Finanzielle Entscheidungen sind keine Frage des Geschlechts – oder doch? Um herauszufinden, wie Frauen im Vergleich zu Männern mit ihrem Vermögen umgehen, hat UBS Global Wealth Management für die neueste Ausgabe des Investor Watch rund 3.700 vermögende Frauen in neun Märkten befragt, darunter auch in Deutschland.

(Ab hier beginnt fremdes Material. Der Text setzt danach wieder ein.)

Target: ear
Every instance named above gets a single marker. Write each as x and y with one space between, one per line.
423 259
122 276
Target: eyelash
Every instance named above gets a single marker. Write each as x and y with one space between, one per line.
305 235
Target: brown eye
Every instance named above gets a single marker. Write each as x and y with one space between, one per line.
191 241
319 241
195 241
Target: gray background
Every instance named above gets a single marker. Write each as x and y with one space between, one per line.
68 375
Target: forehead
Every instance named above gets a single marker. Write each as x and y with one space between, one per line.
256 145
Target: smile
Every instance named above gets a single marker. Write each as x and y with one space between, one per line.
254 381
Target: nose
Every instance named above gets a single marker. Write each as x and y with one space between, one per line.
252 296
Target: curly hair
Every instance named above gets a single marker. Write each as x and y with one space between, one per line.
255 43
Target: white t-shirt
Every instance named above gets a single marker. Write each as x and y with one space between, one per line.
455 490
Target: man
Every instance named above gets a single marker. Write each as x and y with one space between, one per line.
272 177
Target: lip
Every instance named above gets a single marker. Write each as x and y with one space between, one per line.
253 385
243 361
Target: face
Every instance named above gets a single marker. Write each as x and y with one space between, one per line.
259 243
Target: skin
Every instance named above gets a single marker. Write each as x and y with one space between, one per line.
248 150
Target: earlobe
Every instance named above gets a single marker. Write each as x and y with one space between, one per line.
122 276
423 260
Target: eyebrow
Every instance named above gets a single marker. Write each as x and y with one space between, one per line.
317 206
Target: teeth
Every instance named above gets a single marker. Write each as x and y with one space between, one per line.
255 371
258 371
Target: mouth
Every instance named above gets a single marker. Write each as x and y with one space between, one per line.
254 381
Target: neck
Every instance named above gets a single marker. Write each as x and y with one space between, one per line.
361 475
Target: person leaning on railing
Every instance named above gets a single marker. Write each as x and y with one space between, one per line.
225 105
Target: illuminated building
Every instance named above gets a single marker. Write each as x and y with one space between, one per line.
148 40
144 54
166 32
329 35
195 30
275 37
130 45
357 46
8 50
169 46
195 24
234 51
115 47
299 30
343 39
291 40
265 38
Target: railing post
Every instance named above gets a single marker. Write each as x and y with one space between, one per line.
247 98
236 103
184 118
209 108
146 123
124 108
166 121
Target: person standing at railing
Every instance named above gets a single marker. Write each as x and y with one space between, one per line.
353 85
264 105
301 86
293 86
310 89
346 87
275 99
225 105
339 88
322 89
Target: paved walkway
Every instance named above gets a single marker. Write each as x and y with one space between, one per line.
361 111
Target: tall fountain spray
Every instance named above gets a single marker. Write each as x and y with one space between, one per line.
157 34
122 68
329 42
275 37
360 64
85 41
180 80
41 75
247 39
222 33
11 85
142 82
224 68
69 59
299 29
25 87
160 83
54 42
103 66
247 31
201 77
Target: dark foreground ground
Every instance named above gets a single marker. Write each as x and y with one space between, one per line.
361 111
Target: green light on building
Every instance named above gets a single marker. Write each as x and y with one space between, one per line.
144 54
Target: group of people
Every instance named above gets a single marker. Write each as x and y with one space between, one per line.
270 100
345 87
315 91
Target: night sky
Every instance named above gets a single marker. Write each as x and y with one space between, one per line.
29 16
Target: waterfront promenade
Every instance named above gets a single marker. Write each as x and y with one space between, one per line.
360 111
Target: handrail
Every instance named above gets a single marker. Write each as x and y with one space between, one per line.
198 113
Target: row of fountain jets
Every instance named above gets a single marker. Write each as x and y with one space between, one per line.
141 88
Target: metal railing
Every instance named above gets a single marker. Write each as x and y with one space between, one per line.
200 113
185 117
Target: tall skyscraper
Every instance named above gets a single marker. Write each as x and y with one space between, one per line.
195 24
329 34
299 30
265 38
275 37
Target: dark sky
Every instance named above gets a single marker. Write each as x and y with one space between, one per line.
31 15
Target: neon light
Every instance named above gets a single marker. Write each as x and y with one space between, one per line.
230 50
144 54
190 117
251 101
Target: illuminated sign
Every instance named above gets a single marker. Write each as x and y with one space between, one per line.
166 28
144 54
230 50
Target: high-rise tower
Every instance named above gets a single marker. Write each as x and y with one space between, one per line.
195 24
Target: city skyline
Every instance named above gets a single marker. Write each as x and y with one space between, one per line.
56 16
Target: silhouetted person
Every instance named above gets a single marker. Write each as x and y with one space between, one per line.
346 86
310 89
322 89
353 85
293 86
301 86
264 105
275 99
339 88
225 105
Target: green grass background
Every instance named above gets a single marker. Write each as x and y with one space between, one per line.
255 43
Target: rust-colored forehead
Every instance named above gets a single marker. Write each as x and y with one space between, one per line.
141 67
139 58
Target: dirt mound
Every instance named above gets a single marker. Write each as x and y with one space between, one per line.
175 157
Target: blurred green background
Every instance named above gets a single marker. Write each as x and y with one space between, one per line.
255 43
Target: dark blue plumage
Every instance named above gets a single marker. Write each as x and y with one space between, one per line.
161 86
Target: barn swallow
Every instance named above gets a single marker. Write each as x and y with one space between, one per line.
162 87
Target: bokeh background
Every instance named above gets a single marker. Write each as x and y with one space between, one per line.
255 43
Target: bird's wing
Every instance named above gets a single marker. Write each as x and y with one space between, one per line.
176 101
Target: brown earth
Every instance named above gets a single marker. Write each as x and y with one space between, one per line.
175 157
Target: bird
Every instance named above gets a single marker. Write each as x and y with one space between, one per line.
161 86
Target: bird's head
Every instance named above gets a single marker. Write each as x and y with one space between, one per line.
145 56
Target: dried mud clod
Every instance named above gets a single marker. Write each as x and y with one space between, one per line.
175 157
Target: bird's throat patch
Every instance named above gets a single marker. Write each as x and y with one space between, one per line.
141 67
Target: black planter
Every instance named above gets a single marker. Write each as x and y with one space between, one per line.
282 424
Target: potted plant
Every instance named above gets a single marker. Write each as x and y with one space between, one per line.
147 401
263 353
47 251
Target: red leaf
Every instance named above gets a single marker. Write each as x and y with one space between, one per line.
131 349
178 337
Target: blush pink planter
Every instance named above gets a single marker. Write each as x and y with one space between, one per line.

Die wichtigsten Ergebnisse:

  • Bei Finanzfragen ist weltweit das traditionelle Rollenbild vorherrschend: Langfristige Finanz- und Anlageplanung bleibt Männersache, während Frauen alltägliche Ausgaben verwalten
  • Geringes finanzielles Selbstbewusstsein wird zumeist mit mangelnder Ermutigung oder Einbindung durch den Ehepartner begründet
  • Nach der Ehe erleben viele Frauen unerwartete finanzielle Überraschungen und raten, frühzeitig eine aktive Rolle in der Finanzplanung einzunehmen

Statt selbst Verantwortung zu übernehmen, geben verheiratete Frauen finanzielle Entscheidungen mit langfristigen Vermögensauswirkungen mehrheitlich an ihre Partner ab – und sehen sich nach der Ehe doch häufig unerwarteten Problemen ausgesetzt. Zu diesem Ergebnis kommt die Schweizer Großbank UBS in der aktuellen Ausgabe des Investor Watch, in der rund 3.700 verheiratete, geschiedene und verwitwete Frauen aus insgesamt neun Ländern Einblicke in ihr Rollenbild bei der Finanzplanung geben.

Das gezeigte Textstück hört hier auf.